LLM gateway configuration

Learn how to configure Claude Code to work with LLM gateway solutions. Covers gateway requirements, authentication configuration, model selection, and provider-specific endpoint setup.

LLM gateways provide a centralized proxy layer between Claude Code and model providers, often providing:

Centralized authentication - Single point for API key management
Usage tracking - Monitor usage across teams and projects
Cost controls - Implement budgets and rate limits
Audit logging - Track all model interactions for compliance
Model routing - Switch between providers without code changes

Gateway requirements

For an LLM gateway to work with Claude Code, it must meet the following requirements:

API format

The gateway must expose to clients at least one of the following API formats:

Anthropic Messages: /v1/messages, /v1/messages/count_tokens
- Must forward request headers: anthropic-beta, anthropic-version
Bedrock InvokeModel: /invoke, /invoke-with-response-stream
- Must preserve request body fields: anthropic_beta, anthropic_version
Vertex rawPredict: :rawPredict, :streamRawPredict, /count-tokens:rawPredict
- Must forward request headers: anthropic-beta, anthropic-version

Failure to forward headers or preserve body fields may result in reduced functionality or inability to use Claude Code features.

Request headers

Claude Code includes the following headers on API requests:

Header	Description
`X-Claude-Code-Session-Id`	A unique identifier for the current Claude Code session.

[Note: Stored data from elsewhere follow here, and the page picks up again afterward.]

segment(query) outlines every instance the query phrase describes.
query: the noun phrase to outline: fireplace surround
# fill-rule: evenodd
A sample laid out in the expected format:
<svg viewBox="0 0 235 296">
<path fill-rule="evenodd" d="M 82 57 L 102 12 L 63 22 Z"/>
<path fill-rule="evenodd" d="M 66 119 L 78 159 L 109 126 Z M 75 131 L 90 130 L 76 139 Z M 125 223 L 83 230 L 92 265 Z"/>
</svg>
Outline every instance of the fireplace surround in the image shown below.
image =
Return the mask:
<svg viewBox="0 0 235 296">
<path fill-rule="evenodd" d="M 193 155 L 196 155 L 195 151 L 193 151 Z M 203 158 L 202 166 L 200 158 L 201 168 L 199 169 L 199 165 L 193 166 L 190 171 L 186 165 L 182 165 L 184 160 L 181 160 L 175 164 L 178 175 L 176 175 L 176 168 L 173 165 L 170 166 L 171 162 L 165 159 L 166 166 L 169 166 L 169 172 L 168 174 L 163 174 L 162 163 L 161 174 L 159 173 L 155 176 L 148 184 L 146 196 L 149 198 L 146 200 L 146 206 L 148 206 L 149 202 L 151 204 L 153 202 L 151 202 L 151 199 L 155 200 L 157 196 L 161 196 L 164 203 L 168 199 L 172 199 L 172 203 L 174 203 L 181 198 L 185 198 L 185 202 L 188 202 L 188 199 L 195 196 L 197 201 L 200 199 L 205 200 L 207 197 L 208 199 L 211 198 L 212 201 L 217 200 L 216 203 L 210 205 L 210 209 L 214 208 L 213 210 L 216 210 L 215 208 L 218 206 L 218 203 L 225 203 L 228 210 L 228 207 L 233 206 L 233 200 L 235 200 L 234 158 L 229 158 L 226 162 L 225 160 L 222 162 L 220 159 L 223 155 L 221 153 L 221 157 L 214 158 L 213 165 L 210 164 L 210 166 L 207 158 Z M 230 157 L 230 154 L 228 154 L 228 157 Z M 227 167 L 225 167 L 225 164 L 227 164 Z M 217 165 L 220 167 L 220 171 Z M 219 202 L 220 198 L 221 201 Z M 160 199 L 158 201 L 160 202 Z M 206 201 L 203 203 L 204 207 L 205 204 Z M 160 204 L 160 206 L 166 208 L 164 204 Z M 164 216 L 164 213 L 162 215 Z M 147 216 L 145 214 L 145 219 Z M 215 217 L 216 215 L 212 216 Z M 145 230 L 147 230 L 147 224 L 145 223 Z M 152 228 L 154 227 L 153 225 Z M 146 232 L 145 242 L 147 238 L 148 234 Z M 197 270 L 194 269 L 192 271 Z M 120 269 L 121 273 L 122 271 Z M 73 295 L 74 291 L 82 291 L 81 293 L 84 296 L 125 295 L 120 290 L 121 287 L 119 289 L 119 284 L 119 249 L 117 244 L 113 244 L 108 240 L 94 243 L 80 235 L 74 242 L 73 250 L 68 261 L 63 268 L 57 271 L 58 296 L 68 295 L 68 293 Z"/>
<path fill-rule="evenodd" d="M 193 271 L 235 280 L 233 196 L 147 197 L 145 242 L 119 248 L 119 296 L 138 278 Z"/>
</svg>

Proxies can use this to aggregate all API requests from a single session without parsing the request body.
`X-Claude-Code-Agent-Id`	Identifier of the subagent or teammate that issued the request. Your proxy can use this to attribute API cost to individual parallel subagents within a session, without parsing the request body. Present only for requests made by an in-process subagent or teammate.
`X-Claude-Code-Parent-Agent-Id`	Identifier of the agent that spawned the agent making the request. Use this with `X-Claude-Code-Agent-Id` to attribute API costs across nested agents in your proxy. Present only when the requesting agent was itself spawned by another agent.

Both agent ID headers are ephemeral per-spawn identifiers, not persistent user or device IDs.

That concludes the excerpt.